In A.I.R. 1968 S.C. 384, Collector, Varanasi Vs. Gauri Shanker Misra Hon'ble Apex Court found that while acting under section 19(1)(f) of Defence of India Act (1939), High Court functions as 'Court' and not as designated person. Hence, its decision is determination and it is, therefore, within competence of Supreme Court to grant special leave under Article 136. Neither the Act nor the Rules framed thereunder prescribe any special procedure for the disposal of appeals under section 19(1)(f). Appeals under that provision have to be disposed of just in the same manner as other appeals to the High Court. Obviously after the appeal has reached the High Court, it has to be determined according to the rules of practice and procedure of that Court. The Rule is well settled that when a statute directs that an appeal shall lie to a Court already established then that appeal must be regulated by the practice and procedure of that Court: Hon'ble Supreme Court also noted that the appeal provided in section 19(1)(f) is an appeal to the High Court and not to any Judge of the High Court.
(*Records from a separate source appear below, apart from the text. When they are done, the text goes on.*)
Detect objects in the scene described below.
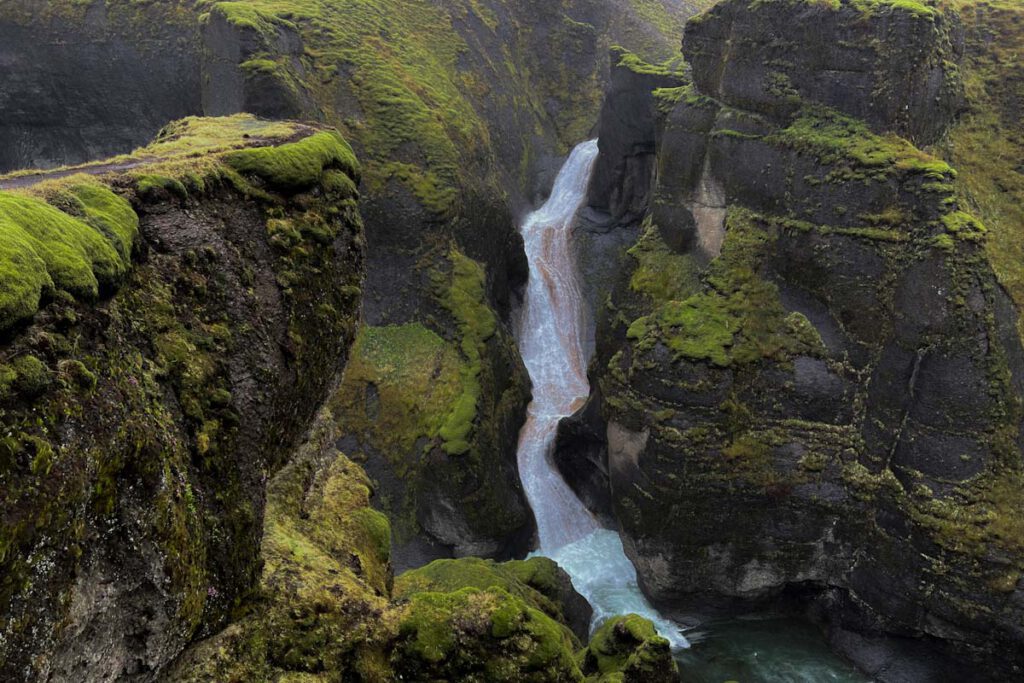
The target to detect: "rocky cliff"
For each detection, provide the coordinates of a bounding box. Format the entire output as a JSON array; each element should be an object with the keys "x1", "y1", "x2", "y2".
[
  {"x1": 0, "y1": 116, "x2": 365, "y2": 680},
  {"x1": 561, "y1": 0, "x2": 1024, "y2": 681}
]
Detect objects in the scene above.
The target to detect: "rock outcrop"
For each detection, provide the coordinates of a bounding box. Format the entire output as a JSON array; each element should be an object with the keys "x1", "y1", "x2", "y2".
[
  {"x1": 0, "y1": 116, "x2": 365, "y2": 680},
  {"x1": 0, "y1": 0, "x2": 712, "y2": 566},
  {"x1": 563, "y1": 0, "x2": 1024, "y2": 681},
  {"x1": 159, "y1": 401, "x2": 676, "y2": 683}
]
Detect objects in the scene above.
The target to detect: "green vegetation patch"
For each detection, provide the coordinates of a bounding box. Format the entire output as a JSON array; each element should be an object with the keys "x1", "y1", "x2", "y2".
[
  {"x1": 580, "y1": 614, "x2": 676, "y2": 683},
  {"x1": 627, "y1": 209, "x2": 823, "y2": 367},
  {"x1": 224, "y1": 131, "x2": 358, "y2": 189},
  {"x1": 940, "y1": 0, "x2": 1024, "y2": 337},
  {"x1": 765, "y1": 105, "x2": 956, "y2": 182},
  {"x1": 394, "y1": 557, "x2": 581, "y2": 622},
  {"x1": 334, "y1": 323, "x2": 465, "y2": 474},
  {"x1": 0, "y1": 184, "x2": 138, "y2": 330},
  {"x1": 439, "y1": 247, "x2": 498, "y2": 455}
]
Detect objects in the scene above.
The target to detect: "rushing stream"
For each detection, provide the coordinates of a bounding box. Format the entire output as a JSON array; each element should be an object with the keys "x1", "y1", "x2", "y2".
[
  {"x1": 518, "y1": 140, "x2": 689, "y2": 648},
  {"x1": 517, "y1": 140, "x2": 864, "y2": 683}
]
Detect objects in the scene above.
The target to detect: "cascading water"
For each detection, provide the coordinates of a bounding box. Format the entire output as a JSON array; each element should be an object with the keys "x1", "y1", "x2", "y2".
[{"x1": 517, "y1": 140, "x2": 689, "y2": 648}]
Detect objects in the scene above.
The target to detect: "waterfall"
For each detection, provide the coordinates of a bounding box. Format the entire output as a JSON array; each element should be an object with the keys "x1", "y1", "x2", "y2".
[{"x1": 517, "y1": 140, "x2": 689, "y2": 648}]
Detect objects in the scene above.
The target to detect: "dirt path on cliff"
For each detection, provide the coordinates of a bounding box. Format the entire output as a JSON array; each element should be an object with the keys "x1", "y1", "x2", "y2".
[{"x1": 0, "y1": 157, "x2": 155, "y2": 189}]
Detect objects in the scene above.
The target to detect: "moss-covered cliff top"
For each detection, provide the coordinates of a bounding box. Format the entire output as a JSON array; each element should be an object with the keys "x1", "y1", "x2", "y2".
[{"x1": 0, "y1": 115, "x2": 358, "y2": 331}]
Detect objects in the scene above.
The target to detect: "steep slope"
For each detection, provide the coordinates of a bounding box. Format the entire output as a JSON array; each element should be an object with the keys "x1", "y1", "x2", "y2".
[
  {"x1": 559, "y1": 0, "x2": 1024, "y2": 681},
  {"x1": 0, "y1": 116, "x2": 365, "y2": 680},
  {"x1": 160, "y1": 405, "x2": 676, "y2": 683}
]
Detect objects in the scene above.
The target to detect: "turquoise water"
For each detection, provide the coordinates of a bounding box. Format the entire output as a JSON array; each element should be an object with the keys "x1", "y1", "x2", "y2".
[{"x1": 676, "y1": 615, "x2": 870, "y2": 683}]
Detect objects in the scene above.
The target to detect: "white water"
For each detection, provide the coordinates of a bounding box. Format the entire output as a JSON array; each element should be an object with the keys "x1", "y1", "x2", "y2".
[{"x1": 518, "y1": 140, "x2": 689, "y2": 648}]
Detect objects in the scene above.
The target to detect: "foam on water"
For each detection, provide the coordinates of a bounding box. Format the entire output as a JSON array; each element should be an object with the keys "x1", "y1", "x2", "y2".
[{"x1": 517, "y1": 140, "x2": 689, "y2": 648}]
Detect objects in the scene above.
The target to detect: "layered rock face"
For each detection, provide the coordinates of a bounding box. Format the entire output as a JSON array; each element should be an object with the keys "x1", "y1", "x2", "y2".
[
  {"x1": 577, "y1": 0, "x2": 1024, "y2": 681},
  {"x1": 0, "y1": 116, "x2": 365, "y2": 681}
]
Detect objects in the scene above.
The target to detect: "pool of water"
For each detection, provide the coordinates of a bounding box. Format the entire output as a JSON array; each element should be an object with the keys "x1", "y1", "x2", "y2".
[{"x1": 676, "y1": 615, "x2": 871, "y2": 683}]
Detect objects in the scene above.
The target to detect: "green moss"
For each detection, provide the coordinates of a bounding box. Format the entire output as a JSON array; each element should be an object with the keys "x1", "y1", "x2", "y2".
[
  {"x1": 392, "y1": 588, "x2": 583, "y2": 681},
  {"x1": 10, "y1": 355, "x2": 50, "y2": 397},
  {"x1": 58, "y1": 360, "x2": 98, "y2": 392},
  {"x1": 611, "y1": 45, "x2": 686, "y2": 79},
  {"x1": 438, "y1": 248, "x2": 498, "y2": 455},
  {"x1": 135, "y1": 174, "x2": 188, "y2": 199},
  {"x1": 0, "y1": 193, "x2": 134, "y2": 329},
  {"x1": 394, "y1": 557, "x2": 568, "y2": 634},
  {"x1": 940, "y1": 0, "x2": 1024, "y2": 338},
  {"x1": 627, "y1": 209, "x2": 823, "y2": 367},
  {"x1": 766, "y1": 105, "x2": 956, "y2": 181},
  {"x1": 334, "y1": 324, "x2": 466, "y2": 475},
  {"x1": 224, "y1": 132, "x2": 358, "y2": 189},
  {"x1": 580, "y1": 614, "x2": 678, "y2": 683},
  {"x1": 627, "y1": 217, "x2": 699, "y2": 302}
]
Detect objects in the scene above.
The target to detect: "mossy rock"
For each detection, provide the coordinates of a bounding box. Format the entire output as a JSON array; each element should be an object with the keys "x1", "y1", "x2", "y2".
[{"x1": 580, "y1": 614, "x2": 679, "y2": 683}]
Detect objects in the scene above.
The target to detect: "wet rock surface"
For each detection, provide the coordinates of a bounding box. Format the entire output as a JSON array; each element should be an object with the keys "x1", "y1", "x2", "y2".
[{"x1": 558, "y1": 1, "x2": 1024, "y2": 681}]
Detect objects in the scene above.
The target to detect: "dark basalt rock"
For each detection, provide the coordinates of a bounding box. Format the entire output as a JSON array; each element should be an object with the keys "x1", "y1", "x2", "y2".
[
  {"x1": 585, "y1": 0, "x2": 1024, "y2": 681},
  {"x1": 0, "y1": 124, "x2": 364, "y2": 681},
  {"x1": 683, "y1": 0, "x2": 964, "y2": 143},
  {"x1": 587, "y1": 48, "x2": 681, "y2": 224}
]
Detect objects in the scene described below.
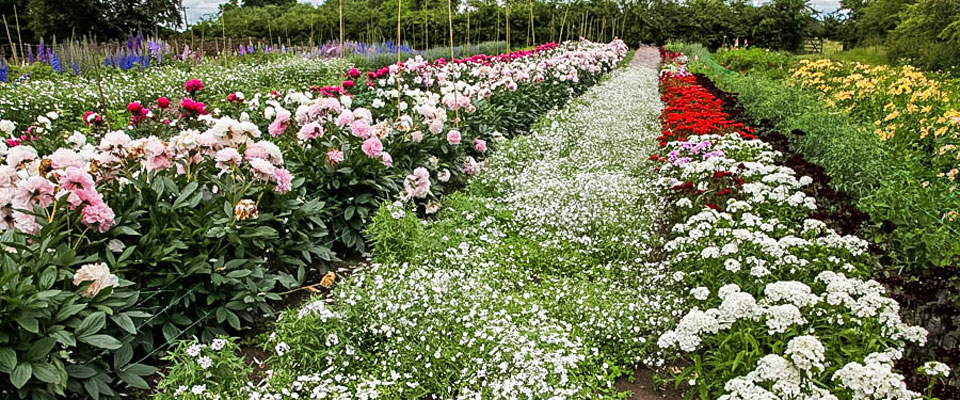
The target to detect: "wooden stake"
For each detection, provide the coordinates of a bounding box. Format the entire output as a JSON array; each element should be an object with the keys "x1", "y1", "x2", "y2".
[
  {"x1": 13, "y1": 6, "x2": 27, "y2": 63},
  {"x1": 447, "y1": 0, "x2": 460, "y2": 127},
  {"x1": 337, "y1": 0, "x2": 344, "y2": 58},
  {"x1": 3, "y1": 15, "x2": 20, "y2": 65}
]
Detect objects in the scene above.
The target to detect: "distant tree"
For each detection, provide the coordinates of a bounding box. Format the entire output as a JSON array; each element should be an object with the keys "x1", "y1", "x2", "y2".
[
  {"x1": 887, "y1": 0, "x2": 960, "y2": 69},
  {"x1": 20, "y1": 0, "x2": 183, "y2": 40},
  {"x1": 753, "y1": 0, "x2": 814, "y2": 51},
  {"x1": 243, "y1": 0, "x2": 297, "y2": 7}
]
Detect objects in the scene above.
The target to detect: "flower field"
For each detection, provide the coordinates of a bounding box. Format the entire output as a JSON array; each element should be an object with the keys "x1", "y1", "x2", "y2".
[
  {"x1": 0, "y1": 41, "x2": 626, "y2": 398},
  {"x1": 0, "y1": 33, "x2": 953, "y2": 400}
]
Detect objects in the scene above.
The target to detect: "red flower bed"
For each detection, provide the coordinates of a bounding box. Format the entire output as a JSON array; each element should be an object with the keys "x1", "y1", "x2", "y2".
[{"x1": 658, "y1": 72, "x2": 754, "y2": 146}]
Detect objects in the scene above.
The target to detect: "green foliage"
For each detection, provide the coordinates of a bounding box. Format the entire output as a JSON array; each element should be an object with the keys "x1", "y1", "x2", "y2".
[
  {"x1": 0, "y1": 219, "x2": 155, "y2": 400},
  {"x1": 714, "y1": 48, "x2": 796, "y2": 79},
  {"x1": 153, "y1": 336, "x2": 253, "y2": 400}
]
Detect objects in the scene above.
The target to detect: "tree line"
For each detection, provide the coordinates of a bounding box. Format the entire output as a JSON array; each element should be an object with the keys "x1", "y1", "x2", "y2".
[{"x1": 0, "y1": 0, "x2": 960, "y2": 68}]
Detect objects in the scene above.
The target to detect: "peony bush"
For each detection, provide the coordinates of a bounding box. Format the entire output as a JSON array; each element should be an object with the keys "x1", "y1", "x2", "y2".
[{"x1": 0, "y1": 41, "x2": 626, "y2": 398}]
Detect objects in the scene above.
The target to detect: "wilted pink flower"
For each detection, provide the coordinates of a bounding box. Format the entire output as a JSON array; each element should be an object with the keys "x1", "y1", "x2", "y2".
[
  {"x1": 267, "y1": 108, "x2": 290, "y2": 137},
  {"x1": 250, "y1": 158, "x2": 276, "y2": 181},
  {"x1": 320, "y1": 97, "x2": 342, "y2": 113},
  {"x1": 73, "y1": 263, "x2": 120, "y2": 297},
  {"x1": 327, "y1": 149, "x2": 344, "y2": 165},
  {"x1": 60, "y1": 167, "x2": 94, "y2": 191},
  {"x1": 437, "y1": 168, "x2": 450, "y2": 182},
  {"x1": 7, "y1": 145, "x2": 37, "y2": 168},
  {"x1": 214, "y1": 147, "x2": 243, "y2": 170},
  {"x1": 447, "y1": 129, "x2": 460, "y2": 146},
  {"x1": 297, "y1": 122, "x2": 323, "y2": 141},
  {"x1": 473, "y1": 138, "x2": 487, "y2": 153},
  {"x1": 143, "y1": 136, "x2": 173, "y2": 171},
  {"x1": 361, "y1": 137, "x2": 383, "y2": 158},
  {"x1": 350, "y1": 119, "x2": 370, "y2": 139},
  {"x1": 100, "y1": 131, "x2": 130, "y2": 152},
  {"x1": 403, "y1": 167, "x2": 430, "y2": 200},
  {"x1": 243, "y1": 140, "x2": 283, "y2": 165},
  {"x1": 353, "y1": 107, "x2": 373, "y2": 124},
  {"x1": 273, "y1": 168, "x2": 293, "y2": 194},
  {"x1": 12, "y1": 176, "x2": 53, "y2": 210}
]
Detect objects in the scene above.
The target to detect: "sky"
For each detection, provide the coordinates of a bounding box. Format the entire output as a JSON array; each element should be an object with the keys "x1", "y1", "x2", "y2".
[{"x1": 183, "y1": 0, "x2": 840, "y2": 24}]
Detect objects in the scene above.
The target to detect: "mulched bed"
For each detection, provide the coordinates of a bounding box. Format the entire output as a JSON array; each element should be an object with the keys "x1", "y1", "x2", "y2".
[{"x1": 696, "y1": 74, "x2": 960, "y2": 400}]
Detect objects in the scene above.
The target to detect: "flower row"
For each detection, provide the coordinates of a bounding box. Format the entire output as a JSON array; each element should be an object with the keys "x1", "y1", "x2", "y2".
[{"x1": 652, "y1": 54, "x2": 948, "y2": 400}]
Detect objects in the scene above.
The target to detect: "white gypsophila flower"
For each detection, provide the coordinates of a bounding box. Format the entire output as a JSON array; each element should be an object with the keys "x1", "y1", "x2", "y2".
[
  {"x1": 0, "y1": 119, "x2": 17, "y2": 135},
  {"x1": 833, "y1": 353, "x2": 920, "y2": 400},
  {"x1": 197, "y1": 356, "x2": 213, "y2": 369},
  {"x1": 690, "y1": 286, "x2": 710, "y2": 300},
  {"x1": 210, "y1": 338, "x2": 227, "y2": 351},
  {"x1": 923, "y1": 361, "x2": 950, "y2": 378},
  {"x1": 187, "y1": 343, "x2": 204, "y2": 357},
  {"x1": 273, "y1": 342, "x2": 290, "y2": 357},
  {"x1": 786, "y1": 335, "x2": 826, "y2": 371}
]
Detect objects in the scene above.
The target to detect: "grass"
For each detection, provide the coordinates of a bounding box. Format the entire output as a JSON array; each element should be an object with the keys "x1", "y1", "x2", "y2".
[{"x1": 797, "y1": 40, "x2": 892, "y2": 65}]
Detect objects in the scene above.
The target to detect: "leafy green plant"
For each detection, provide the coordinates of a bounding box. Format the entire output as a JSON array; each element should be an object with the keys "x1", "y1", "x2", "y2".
[{"x1": 153, "y1": 336, "x2": 253, "y2": 400}]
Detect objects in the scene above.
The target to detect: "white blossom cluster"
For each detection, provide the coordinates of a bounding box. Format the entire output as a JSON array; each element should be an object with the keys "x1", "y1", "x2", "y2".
[
  {"x1": 657, "y1": 134, "x2": 926, "y2": 400},
  {"x1": 237, "y1": 50, "x2": 676, "y2": 400}
]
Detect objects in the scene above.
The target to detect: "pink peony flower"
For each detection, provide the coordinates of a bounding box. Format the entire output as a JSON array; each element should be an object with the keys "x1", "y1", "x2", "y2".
[
  {"x1": 73, "y1": 263, "x2": 120, "y2": 297},
  {"x1": 473, "y1": 138, "x2": 487, "y2": 153},
  {"x1": 250, "y1": 158, "x2": 276, "y2": 181},
  {"x1": 13, "y1": 211, "x2": 43, "y2": 235},
  {"x1": 214, "y1": 147, "x2": 243, "y2": 170},
  {"x1": 183, "y1": 79, "x2": 203, "y2": 96},
  {"x1": 100, "y1": 131, "x2": 130, "y2": 152},
  {"x1": 80, "y1": 201, "x2": 114, "y2": 233},
  {"x1": 327, "y1": 149, "x2": 344, "y2": 165},
  {"x1": 320, "y1": 97, "x2": 342, "y2": 113},
  {"x1": 297, "y1": 122, "x2": 323, "y2": 141},
  {"x1": 350, "y1": 119, "x2": 370, "y2": 139},
  {"x1": 267, "y1": 108, "x2": 290, "y2": 137},
  {"x1": 273, "y1": 168, "x2": 293, "y2": 194},
  {"x1": 361, "y1": 137, "x2": 383, "y2": 158},
  {"x1": 463, "y1": 157, "x2": 480, "y2": 175},
  {"x1": 337, "y1": 110, "x2": 356, "y2": 127},
  {"x1": 447, "y1": 129, "x2": 460, "y2": 146},
  {"x1": 50, "y1": 148, "x2": 83, "y2": 169}
]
Broadly speaking, Court is a place where justice is judicially administered. The ruling thus considers the nature of jurisdiction exercised by High Court and not of any administrative authority like "Authority" in present case and therefore is not relevant here.

In A.I.R. 1965 S.C. 1942 between M/s. Kamala Mills Ltd., Vs. State of Bombay while considering scope of section 20 of the Bombay Sales Tax Act, 1946 Hon'ble Apex Court found that it protects "assessment made under the Act or the Rules made thereunder" by appropriate authorities. An order of assessment, even if erroneous, and based on an incorrect finding of fact is, nevertheless, an order of assessment within the meaning of section 20, and it can not be called in question in any Civil Court. Erroneous conclusion of Appropriate Authority is held not to be a finding on collateral fact and a conclusion that falls within the jurisdiction of said authority. Hon'ble Apex Court noted that whole activity of assessment which begins with the filing of the return and ends with an order of assessment falls within the jurisdiction of the Appropriate Authority and that no part of it constitutes a collateral activity not specifically and expressly included in the jurisdiction of the appropriate authority as such. Hon'ble Supreme Court states that even an erroneous conclusion of the Appropriate Authority on the question about the character of the sale transactions on which a dealer has been taxed cannot be said to be without jurisdiction. Here the question is whether section 13-B of Act which permits Authority to deal with "Pledge" confers jurisdiction upon it to order restore possession of immovable properties by ignoring registered documents of Sale-deed. What is being argued by petitioners is not question of arriving at an erroneous decision by Authority in exercise of jurisdiction conferred on it but of overstepping it.

I find A.I.R. 2002 S.C. 2158 "Indian National Congress (I) Vs. Institute of Social Welfare" more relevant and clinching in relation to nature or power exercised by Authority under the Act. Following conclusions made by Hon'ble Apex Court need only be reproduced:-

"24. The legal principles laying down when an act of a statutory authority would be a quasi judicial act, which emerge from the aforestated decisions are these :

Where (a) a Statutory Authority empowered under a statute to do any act (b) which would prejudicially affect the subject (c) although there is no lis or two contending parties and the contest is between the authority and the subject and (d) the Statutory Authority is required to act judicially under the statute, the decision of the said authority is quasi judicial.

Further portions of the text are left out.